[04/07/2012] News
Le deroghe adottate dalle Regioni al generale divieto di prelievo venatorio, non possono comportare la riduzione del livello di tutela apprestato all'ambiente e all'ecosistema dalle norme previste dal legislatore nazionale. Lo ricorda la Corte Costituzionale - con sentenza dello scorso mese - che ha dichiarato incostituzionale la legge del Piemonte nella parte in cui ha previsto l'approvazione del piano di cattura dei richiami vivi per la stagione venatoria 2011/2012.
Secondo il Presidente del Consiglio dei ministri la legge consentirebbe la cattura dei richiami vivi utilizzando strumenti espressamente vietati sia da trattati internazionali (a cui lo Stato italiano ha aderito), sia dalla normativa dell'Unione europea. E inoltre la legge sarebbe stata adottata in assenza dei presupposti che, in base alla normativa comunitaria, legittimano le deroghe al divieto di prelievo venatorio.
Nella giurisprudenza della Corte Costituzionale è costante il rilievo che le deroghe adottate dalle Regioni al divieto di prelievo venatorio non possano determinare la diminuzione di tutela della fauna previsto dalla norma statale. Le Regioni, nell'esercizio delle loro competenze, devono rispettare la normativa statale di tutela dell'ambiente, ma possono stabilire, per il raggiungimento dei fini propri delle loro competenze (in materia di tutela della salute, di governo del territorio, di valorizzazione dei beni ambientali, ecc...), livelli di tutela più elevati, con ciò certamente incidendo sul bene materiale ambiente, ma non al fine di tutelarlo in via diretta.
Dunque, disciplinare attraverso lo strumento legislativo il piano di cattura dei richiami vivi per la stagione venatoria 2011/2012 può comportare (così come avvenuto in Piemonte), l'impossibilità di ricorrere allo strumento di reazione avverso i provvedimenti regionali derogatori al divieto di prelievo venatorio ritenuti viziato (costituito dal potere di annullamento previsto espressamente dal comma 4 dell'art. 19-bis della legge n. 157 del 1992).

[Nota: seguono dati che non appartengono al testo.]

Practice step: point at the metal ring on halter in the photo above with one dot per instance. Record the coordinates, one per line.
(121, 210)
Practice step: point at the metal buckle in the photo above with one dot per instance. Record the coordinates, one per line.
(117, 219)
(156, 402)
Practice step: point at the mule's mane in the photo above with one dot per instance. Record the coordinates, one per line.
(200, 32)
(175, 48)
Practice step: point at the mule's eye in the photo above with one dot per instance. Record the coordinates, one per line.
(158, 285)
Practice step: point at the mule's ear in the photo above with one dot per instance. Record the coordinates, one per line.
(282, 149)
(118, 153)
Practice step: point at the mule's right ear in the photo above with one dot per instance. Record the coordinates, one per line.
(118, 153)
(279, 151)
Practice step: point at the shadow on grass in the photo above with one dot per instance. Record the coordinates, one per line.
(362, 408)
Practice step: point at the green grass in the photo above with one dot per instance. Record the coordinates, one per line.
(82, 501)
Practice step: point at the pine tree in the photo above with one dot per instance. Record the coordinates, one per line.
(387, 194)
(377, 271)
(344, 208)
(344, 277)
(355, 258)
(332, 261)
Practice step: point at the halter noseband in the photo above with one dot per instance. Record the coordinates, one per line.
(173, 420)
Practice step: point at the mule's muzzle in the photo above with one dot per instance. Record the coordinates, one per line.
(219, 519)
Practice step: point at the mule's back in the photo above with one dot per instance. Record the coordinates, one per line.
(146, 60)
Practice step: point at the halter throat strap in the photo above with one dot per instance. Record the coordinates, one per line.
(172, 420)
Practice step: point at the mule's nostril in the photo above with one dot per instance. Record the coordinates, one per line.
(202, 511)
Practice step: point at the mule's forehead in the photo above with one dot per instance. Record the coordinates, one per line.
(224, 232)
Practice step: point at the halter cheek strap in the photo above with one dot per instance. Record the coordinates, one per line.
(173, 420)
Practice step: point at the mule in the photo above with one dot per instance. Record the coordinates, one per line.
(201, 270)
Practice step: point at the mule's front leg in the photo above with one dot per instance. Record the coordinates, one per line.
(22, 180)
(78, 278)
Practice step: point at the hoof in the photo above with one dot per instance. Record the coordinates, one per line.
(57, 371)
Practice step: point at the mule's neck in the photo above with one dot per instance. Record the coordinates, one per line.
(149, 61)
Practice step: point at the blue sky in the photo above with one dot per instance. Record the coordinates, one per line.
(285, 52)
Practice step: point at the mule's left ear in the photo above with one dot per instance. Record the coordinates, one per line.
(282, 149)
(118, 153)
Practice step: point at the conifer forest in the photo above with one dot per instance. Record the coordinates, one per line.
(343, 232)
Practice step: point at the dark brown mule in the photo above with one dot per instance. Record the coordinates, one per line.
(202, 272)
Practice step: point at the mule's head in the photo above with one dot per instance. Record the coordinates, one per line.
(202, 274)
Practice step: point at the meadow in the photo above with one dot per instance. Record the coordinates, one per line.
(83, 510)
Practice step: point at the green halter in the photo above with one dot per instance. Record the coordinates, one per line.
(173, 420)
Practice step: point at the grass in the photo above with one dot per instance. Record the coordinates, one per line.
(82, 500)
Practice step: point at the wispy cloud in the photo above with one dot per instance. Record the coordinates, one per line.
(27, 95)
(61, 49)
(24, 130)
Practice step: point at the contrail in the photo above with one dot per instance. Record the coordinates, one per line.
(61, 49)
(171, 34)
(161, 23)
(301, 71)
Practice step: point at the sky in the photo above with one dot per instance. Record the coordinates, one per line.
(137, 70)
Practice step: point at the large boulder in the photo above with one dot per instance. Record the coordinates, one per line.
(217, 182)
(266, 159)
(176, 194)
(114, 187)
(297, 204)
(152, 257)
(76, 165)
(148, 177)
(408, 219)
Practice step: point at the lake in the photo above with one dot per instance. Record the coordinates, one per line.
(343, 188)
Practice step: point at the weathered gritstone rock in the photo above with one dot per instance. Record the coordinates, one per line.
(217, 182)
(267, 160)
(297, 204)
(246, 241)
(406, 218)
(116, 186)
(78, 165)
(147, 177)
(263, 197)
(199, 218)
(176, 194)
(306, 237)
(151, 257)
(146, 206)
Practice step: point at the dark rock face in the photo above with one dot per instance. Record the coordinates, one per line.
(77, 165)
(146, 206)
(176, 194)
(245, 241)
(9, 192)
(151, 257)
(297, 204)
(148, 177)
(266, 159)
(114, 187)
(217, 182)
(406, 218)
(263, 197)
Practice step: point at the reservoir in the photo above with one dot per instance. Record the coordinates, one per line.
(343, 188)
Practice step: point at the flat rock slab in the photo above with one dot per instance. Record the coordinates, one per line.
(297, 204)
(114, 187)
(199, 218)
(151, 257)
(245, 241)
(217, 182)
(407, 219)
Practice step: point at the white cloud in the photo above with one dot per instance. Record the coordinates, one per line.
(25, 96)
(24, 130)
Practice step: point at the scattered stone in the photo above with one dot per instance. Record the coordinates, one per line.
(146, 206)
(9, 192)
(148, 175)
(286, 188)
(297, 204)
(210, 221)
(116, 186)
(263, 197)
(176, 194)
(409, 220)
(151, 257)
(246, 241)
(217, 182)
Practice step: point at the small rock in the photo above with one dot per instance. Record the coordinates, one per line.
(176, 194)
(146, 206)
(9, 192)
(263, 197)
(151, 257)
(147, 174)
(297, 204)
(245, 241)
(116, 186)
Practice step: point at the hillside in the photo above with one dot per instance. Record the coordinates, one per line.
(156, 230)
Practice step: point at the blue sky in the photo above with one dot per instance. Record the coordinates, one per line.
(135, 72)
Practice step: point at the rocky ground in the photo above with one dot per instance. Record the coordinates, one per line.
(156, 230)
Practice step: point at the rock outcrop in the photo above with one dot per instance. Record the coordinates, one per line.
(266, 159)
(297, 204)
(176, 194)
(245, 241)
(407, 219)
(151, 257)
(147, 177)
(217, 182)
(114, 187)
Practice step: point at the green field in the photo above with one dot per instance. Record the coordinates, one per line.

Poiché l'attribuzione di tale potere è finalizzata a garantire un'uniforme e adeguata protezione della fauna selvatica su tutto il territorio nazionale è evidente che l'inibizione di tale potere - determinando la violazione di un livello minimo di tutela della fauna - si traduce - secondo la costante giurisprudenza della Corte - nella violazione della competenza esclusiva statale prevista dalla Carta costituzionale (art. 117, secondo comma, lettera s), Costituzione).